Die Kläger haben für ihre Behauptung weiteren Beweis nicht angeboten; eine weitere Sachaufklärung dieser Frage ist aber ohnehin nicht möglich. Die Zeugen des Verkehrsunfalls sind unmittelbar nach dem Unfall polizeilich vernommen worden; sie haben damals keinerlei Angaben dazu machen können, ob der Beklagte zu 1) bewusst auf das plötzlich vor seinem Pkw auftauchende Reh reagiert habe. Der Beklagte zu 1) hatte auf anwaltlichen Rat von seinem Aussageverweigerungsrecht als Beschuldigter Gebrauch gemacht; inzwischen bestreitet er die Handlungsqualität des "Ausweichmanövers". Der Sachverständige der D. hat einerseits festgestellt, dass die Kollision mit dem Reh mangels vorheriger Erkennbarkeit und mithin mangels Reaktionszeit zur bewussten Reaktion objektiv unvermeidbar war (vgl. S. 15 f. und 25 / Bl. 36 f. und 45 Anl.Bd.); andererseits hat er bekundet, dass die Reaktion des Beklagten auf die Kollision nicht rekonstruierbar sei, weil es an verwertbaren Spuren über die Fahrzeugbewegung im Bereich zwischen dem Kollisionspunkt und dem Beginn der Schleuderspurzeichnung (Punkt 10 in den Unfallrekonstruktionsskizzen des Sachverständigen, Bl. 53, 55, 56 Anl.Bd.) fehlt (vgl. S. 19 / Bl. 40 Anl.Bd.).

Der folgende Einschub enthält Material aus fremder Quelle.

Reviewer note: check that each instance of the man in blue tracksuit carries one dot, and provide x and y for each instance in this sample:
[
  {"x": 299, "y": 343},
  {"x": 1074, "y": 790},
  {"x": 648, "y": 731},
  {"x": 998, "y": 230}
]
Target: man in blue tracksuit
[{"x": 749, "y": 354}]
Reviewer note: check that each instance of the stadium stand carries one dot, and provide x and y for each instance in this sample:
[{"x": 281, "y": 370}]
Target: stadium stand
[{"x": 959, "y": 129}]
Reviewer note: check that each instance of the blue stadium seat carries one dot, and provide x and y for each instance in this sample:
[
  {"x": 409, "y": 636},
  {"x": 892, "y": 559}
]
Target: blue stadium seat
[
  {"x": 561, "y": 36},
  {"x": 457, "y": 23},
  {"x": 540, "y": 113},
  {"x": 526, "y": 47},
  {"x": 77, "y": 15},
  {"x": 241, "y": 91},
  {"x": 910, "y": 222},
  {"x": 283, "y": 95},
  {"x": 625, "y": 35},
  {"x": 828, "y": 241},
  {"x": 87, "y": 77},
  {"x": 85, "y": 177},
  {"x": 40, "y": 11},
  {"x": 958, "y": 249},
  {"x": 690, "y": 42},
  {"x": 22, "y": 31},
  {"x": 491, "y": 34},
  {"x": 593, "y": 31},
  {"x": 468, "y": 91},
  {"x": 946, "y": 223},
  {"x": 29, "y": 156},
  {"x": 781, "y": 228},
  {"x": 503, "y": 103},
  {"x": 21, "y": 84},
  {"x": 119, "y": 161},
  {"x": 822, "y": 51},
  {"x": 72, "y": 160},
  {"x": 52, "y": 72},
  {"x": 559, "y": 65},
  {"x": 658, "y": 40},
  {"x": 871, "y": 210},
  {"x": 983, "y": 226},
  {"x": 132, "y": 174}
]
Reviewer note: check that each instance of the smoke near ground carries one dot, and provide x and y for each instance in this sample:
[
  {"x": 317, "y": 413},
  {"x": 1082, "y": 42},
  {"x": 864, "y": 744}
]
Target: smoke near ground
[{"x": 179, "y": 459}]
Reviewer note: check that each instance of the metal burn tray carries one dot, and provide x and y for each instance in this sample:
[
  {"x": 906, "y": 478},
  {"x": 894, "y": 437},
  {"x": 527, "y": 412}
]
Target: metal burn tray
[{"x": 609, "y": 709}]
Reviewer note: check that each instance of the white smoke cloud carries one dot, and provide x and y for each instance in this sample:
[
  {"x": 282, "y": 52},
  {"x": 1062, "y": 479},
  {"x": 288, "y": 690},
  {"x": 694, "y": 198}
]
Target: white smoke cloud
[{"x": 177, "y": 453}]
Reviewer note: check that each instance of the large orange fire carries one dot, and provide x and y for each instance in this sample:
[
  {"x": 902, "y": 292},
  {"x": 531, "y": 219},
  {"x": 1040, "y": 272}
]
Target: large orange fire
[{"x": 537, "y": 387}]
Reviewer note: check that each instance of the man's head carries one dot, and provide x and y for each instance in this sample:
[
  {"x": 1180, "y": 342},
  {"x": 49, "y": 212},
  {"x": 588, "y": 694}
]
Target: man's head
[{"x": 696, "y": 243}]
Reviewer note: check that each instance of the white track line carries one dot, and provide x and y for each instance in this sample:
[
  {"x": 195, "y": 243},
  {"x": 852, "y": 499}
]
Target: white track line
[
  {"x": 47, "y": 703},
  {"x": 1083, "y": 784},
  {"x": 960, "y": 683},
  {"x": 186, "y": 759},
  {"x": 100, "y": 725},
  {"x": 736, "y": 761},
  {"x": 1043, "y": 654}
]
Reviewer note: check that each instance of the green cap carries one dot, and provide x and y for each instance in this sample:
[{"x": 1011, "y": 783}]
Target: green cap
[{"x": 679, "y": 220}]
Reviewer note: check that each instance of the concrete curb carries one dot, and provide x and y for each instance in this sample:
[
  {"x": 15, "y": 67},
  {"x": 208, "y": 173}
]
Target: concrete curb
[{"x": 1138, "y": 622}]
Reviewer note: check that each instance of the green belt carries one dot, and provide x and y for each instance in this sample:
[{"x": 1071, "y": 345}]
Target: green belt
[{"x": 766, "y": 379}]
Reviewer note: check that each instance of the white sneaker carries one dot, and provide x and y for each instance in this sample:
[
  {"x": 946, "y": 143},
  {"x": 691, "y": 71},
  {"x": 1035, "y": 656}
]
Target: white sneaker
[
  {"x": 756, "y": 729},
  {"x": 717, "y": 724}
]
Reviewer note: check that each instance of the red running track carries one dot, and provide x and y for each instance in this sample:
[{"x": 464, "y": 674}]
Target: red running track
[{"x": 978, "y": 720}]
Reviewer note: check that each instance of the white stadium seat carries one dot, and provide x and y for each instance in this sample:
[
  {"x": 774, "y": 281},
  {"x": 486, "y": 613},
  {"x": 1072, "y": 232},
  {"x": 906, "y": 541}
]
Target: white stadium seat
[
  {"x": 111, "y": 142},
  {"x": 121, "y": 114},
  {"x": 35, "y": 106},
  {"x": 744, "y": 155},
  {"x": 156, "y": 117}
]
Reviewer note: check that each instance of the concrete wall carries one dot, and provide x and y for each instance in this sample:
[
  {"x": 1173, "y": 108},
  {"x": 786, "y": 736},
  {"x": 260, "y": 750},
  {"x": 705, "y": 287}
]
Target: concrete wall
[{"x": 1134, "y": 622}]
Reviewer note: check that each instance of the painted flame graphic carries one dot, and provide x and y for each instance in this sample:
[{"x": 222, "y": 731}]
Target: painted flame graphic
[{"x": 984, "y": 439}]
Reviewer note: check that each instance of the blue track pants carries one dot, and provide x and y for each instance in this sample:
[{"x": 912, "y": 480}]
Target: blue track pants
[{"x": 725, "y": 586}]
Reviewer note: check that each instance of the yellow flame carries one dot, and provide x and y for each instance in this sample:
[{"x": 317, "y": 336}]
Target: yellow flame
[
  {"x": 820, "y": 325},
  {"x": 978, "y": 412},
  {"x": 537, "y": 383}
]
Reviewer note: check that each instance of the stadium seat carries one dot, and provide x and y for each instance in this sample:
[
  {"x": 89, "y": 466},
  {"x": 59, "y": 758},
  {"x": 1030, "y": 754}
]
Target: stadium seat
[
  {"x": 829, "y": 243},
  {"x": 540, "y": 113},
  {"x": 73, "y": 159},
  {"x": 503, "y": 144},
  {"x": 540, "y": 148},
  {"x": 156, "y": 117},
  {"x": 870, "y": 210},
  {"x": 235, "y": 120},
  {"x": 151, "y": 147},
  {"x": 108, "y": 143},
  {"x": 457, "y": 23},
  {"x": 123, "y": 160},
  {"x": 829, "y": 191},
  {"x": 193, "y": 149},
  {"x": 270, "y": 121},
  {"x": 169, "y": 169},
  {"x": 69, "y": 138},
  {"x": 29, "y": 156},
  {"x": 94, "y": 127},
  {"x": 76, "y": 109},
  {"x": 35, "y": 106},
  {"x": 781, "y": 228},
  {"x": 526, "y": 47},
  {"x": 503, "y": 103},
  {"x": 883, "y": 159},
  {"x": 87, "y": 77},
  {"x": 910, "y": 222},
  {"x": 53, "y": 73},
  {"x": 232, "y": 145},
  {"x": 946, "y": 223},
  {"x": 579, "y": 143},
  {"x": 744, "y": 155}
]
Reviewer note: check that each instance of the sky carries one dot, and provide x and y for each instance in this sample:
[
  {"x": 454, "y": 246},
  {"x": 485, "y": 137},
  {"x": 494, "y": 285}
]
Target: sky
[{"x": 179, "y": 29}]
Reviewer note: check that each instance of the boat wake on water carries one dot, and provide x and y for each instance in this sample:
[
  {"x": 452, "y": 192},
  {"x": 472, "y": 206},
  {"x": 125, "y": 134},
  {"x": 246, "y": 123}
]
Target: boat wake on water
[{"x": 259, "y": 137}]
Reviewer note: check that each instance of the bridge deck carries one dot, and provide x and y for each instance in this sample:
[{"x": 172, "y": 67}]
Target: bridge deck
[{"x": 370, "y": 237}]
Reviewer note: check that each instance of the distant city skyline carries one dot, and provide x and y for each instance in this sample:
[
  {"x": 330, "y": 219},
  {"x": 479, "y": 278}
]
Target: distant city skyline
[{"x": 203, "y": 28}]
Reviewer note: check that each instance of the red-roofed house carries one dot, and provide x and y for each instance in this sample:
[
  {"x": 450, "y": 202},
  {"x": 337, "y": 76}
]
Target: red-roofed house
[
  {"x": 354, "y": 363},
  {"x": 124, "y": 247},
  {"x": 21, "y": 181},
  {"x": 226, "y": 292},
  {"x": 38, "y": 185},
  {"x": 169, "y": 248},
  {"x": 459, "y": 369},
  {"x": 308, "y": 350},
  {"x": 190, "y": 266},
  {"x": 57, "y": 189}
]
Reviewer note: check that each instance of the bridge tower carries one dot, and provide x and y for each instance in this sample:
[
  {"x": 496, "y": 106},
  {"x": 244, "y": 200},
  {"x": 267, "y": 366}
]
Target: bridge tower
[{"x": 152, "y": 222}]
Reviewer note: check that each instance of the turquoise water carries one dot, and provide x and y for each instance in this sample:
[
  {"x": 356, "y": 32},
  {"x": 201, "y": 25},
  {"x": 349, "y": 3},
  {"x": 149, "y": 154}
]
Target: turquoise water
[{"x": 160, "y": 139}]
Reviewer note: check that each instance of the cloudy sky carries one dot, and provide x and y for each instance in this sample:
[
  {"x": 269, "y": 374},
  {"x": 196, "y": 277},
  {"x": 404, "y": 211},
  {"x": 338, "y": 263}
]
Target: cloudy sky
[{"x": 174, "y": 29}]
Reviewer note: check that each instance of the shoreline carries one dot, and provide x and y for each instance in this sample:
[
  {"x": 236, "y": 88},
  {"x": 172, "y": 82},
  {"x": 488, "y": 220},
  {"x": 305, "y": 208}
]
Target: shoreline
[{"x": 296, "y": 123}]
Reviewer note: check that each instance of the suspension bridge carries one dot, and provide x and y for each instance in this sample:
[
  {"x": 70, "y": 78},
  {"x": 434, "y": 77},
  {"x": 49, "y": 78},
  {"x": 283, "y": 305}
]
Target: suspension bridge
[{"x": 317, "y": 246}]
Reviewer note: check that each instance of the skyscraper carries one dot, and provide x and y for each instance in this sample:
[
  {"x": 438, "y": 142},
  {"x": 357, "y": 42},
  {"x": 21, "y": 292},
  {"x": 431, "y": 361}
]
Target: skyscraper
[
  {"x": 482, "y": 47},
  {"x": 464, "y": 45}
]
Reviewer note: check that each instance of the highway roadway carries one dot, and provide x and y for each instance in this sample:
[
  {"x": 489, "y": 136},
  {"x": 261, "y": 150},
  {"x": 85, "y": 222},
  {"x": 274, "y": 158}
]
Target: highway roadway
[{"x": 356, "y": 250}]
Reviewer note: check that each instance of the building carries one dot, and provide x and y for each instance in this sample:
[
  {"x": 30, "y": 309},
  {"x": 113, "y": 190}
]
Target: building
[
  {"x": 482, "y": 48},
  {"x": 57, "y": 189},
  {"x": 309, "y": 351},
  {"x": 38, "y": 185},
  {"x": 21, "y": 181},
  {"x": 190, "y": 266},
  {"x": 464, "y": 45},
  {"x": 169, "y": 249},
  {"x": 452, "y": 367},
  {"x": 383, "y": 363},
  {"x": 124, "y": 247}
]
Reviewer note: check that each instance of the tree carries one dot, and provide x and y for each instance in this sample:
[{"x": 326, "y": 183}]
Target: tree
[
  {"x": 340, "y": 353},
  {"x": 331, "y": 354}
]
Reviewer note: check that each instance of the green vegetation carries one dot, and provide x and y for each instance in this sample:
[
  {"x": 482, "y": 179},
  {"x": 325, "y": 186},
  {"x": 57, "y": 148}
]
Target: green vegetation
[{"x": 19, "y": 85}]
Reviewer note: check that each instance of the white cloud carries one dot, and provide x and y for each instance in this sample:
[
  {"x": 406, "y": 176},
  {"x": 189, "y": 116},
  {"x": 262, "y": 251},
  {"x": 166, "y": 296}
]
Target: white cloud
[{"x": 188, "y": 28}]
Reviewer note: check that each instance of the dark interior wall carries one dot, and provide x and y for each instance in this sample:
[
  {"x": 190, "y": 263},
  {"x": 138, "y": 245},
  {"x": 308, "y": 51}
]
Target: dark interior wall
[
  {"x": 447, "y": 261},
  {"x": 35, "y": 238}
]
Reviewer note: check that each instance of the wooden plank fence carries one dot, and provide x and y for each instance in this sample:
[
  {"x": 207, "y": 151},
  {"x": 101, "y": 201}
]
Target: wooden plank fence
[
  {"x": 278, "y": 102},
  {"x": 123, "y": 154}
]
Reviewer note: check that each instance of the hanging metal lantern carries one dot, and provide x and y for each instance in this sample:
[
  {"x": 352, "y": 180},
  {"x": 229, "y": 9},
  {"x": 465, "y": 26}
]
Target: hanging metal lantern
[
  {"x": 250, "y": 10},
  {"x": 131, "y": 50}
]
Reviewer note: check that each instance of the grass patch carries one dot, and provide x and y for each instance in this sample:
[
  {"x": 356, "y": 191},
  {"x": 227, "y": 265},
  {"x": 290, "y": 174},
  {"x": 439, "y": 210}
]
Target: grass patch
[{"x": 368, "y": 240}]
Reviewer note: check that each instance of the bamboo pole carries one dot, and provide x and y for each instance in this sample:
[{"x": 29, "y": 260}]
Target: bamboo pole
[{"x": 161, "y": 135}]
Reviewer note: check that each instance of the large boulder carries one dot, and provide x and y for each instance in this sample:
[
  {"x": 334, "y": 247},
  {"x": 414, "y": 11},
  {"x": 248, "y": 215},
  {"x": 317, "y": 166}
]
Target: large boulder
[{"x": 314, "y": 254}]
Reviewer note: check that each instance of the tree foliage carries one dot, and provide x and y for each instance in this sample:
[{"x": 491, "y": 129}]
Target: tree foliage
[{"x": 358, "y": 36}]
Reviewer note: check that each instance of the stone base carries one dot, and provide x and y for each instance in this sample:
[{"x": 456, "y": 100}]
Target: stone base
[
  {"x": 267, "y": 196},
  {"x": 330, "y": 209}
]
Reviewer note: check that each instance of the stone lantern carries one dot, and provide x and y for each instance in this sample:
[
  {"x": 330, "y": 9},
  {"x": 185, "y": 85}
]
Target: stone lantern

Kann sich der Tatrichter, wie hier der Senat, nicht davon überzeugen, dass ein selbsttätiges Handeln des angeblichen Schädigers, hier des Beklagten zu 1), vorgelegen hat, so muss dass zum Nachteil des Geschädigten, hier der Kläger, ausfallen, weil diese die Beweislast für das Vorhandensein der Voraussetzungen tragen, an die das Gesetz die von den Klägern geltend gemachte Rechtsfolge einer Schadenshaftung der Beklagten knüpft (vgl. auch BGHZ 39, 103 ff; BGHZ 98, 135 ff.).

2.2. Selbst wenn dem "Ausweichmanöver" des Beklagten zu 1) Handlungsqualität beizumessen wäre, wovon der Senat - wie zuvor ausgeführt - nicht ausgeht, hätten die Kläger jedenfalls ein schuldhaftes, d.h. mindestens fahrlässiges Verhalten des Beklagten zu 1) nicht bewiesen. Denn selbst ein unmittelbar vor der Kollision mit dem Reh zwar Schreck bedingtes, aber gleichwohl mehr oder weniger bewusst eingeleitetes "Ausweichmanöver" des Beklagten zu 1) stellt keine fahrlässige Herbeiführung eines Schadenfalls dar (vgl. LG Coburg, Urt. V. 19.12.2000, 22 O 709/00 - zitiert nach juris). Vielmehr entspricht es verkehrsüblicher Sorgfalt, einen bevorstehenden Frontalzusammenstoß mit einem Wildtier, wie hier einem ausgewachsenen Reh, grundsätzlich zu vermeiden. Diese Bewertung ist auch nicht deshalb in ihr Gegenteil zu verkehren, weil der Rettungsversuch mangels ausreichender Reaktionszeit erfolglos geblieben ist.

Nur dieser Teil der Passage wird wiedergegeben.